1) I sindaci dem di Palermo e Messina, per fare le ‘anime belle’, si sono dichiarati disponibili ad accogliere l’Acquarius. Non sta né in cielo né in terra che dei sindaci possano andar contro una decisione del Ministro degli Interni, cioè dello Stato italiano di cui fan parte.
2) Purtroppo, se alziamo un po’ lo sguardo, la questione delle migrazioni verso l’Europa in particolare l’Italia sembra irrisolvibile. L’80% di questi migranti non arrivano da guerre, che prima o poi finiranno, ma dall’Africa subsahariana cioè da quella che un tempo chiamavamo Africa Nera. Non cercano approdo in Europa perché attratti dalle bellurie del modello occidentale, come fu per la prima migrazione albanese (gli albanesi vedevano la Tv italiana e immaginavano il nostro come il paese di Bengodi).
Vengono per fame. Perché la loro economia, autoproduzione e autoconsumo, oltre che la loro socialità, è stata distrutta dall’introduzione in quelle terre del nostro modello di sviluppo. In genere si crede nell’ignoranza generale che l’Africa Nera sia sempre stata alla fame. Non è così. Agli inizi del Novecento, l’Africa Nera era totalmente autosufficiente dal punto di vista alimentare. Lo era ancora, sostanzialmente, (al 98%) nel 1961. Ma da quando ha cominciato a essere aggredita dall’integrazione economica occidentale –prima era considerata un mercato del tutto marginale e poco interessante- le cose sono precipitate. L’autosufficienza alimentare è scesa all’89% nel 1971, al 78% nel 1978 (P.N. Bradley, Produzione e distribuzione degli alimenti: la fame nel mondo in Geografia di un mondo in crisi, Franco Angeli, 1992). Per sapere come stanno le cose oggi, anno 2018, basta osservare, appunto, la fiumana di emigranti che tanto ci preoccupa. Ma quello che vediamo oggi non è che un pallido fantasma di ciò che vedremo domani. L’integrazione globale in Africa non fa che aumentare (adesso ci si sono messi anche i cinesi) e quindi non può che aumentare anche la fame. Per questo la posizione dell’”aiutiamoli a casa loro” è ipocrita e priva di senso. Perché più li “aiutiamo”, più li vincoliamo al nostro modello e li strangoliamo, riducendoli da poveri a miserabili. Ora, gli abitanti dell’Africa subsahariana sono 720 milioni (lasciando da parte il Sudafrica che fa caso a sé). Basta che una quota rilevante di questa gente, spinta dalla fame, cerchi la salvezza presso noi europei e non ci sarà chiusura delle frontiere che tenga. Non basteranno a far guardia le navi da guerra, i cannoni o qualsiasi altra misura. Saremo sommersi.
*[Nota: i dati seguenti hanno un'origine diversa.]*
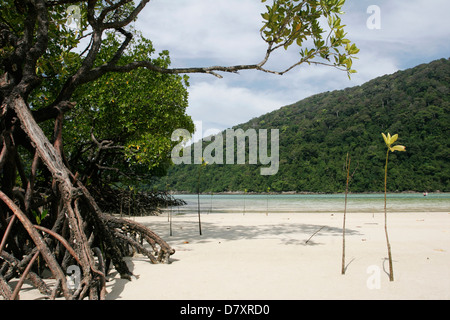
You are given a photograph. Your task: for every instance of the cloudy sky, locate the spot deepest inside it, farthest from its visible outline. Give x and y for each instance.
(226, 32)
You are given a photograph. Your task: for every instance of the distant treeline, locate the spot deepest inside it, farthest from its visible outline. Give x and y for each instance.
(316, 134)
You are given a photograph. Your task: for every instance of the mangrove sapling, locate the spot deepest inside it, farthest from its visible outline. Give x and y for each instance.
(245, 193)
(389, 141)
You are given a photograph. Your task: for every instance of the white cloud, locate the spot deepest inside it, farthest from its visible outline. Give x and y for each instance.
(220, 105)
(219, 30)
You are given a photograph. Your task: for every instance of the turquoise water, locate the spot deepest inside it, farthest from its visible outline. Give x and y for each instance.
(403, 202)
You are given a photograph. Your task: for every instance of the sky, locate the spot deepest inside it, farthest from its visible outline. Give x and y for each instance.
(202, 33)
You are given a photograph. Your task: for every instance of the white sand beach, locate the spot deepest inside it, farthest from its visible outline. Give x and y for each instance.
(257, 256)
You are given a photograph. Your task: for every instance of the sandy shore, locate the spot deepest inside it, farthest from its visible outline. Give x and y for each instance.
(254, 256)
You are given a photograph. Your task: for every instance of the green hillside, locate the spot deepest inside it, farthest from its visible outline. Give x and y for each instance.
(316, 133)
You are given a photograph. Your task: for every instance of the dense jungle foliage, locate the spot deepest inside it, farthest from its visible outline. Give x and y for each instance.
(316, 134)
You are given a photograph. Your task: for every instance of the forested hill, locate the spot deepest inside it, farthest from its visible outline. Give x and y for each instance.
(317, 133)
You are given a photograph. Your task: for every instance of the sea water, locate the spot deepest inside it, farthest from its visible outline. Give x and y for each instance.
(291, 203)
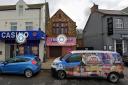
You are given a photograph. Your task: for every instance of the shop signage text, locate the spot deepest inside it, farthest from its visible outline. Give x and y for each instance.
(52, 41)
(12, 35)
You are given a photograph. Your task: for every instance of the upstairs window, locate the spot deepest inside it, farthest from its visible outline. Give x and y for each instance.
(13, 26)
(118, 23)
(29, 26)
(60, 28)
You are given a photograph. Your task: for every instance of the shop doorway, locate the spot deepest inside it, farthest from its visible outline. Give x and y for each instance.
(55, 51)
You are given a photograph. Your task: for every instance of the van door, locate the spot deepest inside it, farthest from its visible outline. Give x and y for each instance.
(90, 66)
(72, 66)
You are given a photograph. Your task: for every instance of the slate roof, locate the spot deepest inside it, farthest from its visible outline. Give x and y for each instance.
(13, 7)
(112, 12)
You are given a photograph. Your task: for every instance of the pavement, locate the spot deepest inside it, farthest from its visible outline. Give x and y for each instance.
(45, 78)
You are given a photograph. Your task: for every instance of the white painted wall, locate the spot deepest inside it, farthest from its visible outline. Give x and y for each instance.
(30, 15)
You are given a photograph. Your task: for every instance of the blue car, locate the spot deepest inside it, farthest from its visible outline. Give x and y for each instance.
(27, 65)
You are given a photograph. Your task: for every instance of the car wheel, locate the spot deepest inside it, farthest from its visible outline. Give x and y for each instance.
(28, 73)
(61, 74)
(113, 77)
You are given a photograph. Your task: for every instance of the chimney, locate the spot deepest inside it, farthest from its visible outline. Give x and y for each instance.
(94, 8)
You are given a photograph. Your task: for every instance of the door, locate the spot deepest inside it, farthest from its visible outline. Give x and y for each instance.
(55, 51)
(73, 65)
(15, 65)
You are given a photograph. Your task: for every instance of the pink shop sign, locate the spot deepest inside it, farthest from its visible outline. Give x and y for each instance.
(52, 41)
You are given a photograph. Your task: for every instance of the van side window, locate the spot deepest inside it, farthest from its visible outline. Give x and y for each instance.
(74, 58)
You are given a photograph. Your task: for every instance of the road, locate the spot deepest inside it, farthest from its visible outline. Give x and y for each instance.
(44, 78)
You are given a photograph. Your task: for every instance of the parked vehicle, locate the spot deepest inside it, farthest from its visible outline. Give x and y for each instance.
(104, 64)
(125, 58)
(27, 65)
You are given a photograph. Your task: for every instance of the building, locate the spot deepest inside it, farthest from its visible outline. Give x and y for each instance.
(61, 35)
(79, 39)
(22, 28)
(107, 30)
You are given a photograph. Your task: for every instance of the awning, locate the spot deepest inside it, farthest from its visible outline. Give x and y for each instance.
(30, 35)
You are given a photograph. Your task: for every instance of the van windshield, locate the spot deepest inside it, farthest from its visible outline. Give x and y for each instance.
(65, 57)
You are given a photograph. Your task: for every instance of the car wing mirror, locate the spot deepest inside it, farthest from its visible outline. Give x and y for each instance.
(5, 63)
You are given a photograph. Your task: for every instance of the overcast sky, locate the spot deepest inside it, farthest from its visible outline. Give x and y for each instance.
(78, 10)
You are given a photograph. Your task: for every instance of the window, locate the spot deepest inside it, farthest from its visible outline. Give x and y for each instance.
(29, 26)
(13, 26)
(118, 23)
(20, 10)
(74, 58)
(60, 28)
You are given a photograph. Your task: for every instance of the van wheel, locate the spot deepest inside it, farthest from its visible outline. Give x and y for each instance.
(28, 73)
(113, 77)
(61, 74)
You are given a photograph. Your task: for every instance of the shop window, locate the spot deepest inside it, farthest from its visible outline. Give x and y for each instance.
(29, 26)
(13, 26)
(118, 23)
(35, 50)
(21, 50)
(21, 10)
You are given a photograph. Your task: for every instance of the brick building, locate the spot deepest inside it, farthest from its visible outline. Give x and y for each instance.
(63, 27)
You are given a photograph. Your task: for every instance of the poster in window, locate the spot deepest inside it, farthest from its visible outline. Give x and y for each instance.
(21, 50)
(35, 50)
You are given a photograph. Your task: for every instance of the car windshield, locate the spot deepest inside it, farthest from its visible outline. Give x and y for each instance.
(65, 57)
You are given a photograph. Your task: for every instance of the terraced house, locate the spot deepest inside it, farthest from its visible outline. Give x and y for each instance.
(22, 28)
(61, 35)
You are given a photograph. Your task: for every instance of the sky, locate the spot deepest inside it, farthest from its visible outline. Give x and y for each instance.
(77, 10)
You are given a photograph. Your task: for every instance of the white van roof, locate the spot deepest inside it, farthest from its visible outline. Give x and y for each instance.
(91, 51)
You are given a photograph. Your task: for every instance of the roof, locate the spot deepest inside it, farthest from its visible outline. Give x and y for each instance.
(13, 7)
(60, 11)
(92, 51)
(112, 12)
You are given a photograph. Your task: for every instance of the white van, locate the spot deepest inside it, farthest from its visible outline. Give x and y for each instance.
(84, 63)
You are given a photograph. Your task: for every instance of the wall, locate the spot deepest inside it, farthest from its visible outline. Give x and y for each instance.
(92, 34)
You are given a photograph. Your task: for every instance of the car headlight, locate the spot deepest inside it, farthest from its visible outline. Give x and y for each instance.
(56, 64)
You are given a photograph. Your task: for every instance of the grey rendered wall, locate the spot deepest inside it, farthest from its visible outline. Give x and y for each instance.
(93, 35)
(117, 32)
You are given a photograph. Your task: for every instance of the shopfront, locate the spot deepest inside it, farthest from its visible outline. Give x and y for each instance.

Chi dice, fra la gente comune e anche fra i politici (per esempio Giorgia Meloni) “via gli africani dall’Europa, ognuno deve restare a casa propria” avrebbe ragione se aggiungesse che anche noi avremmo dovuto restare a casa nostra e non invadere l’Africa Nera e i Paesi che con ipocrisia e drammatica ironia chiamiamo “in via di sviluppo ”, con le nostre industrie, con le nostre aziende, con i nostri “aiuti” pelosi e anche non pelosi, insomma col nostro modello di vita. Chi è causa del suo mal, oltre che di quello altrui, pianga se stesso.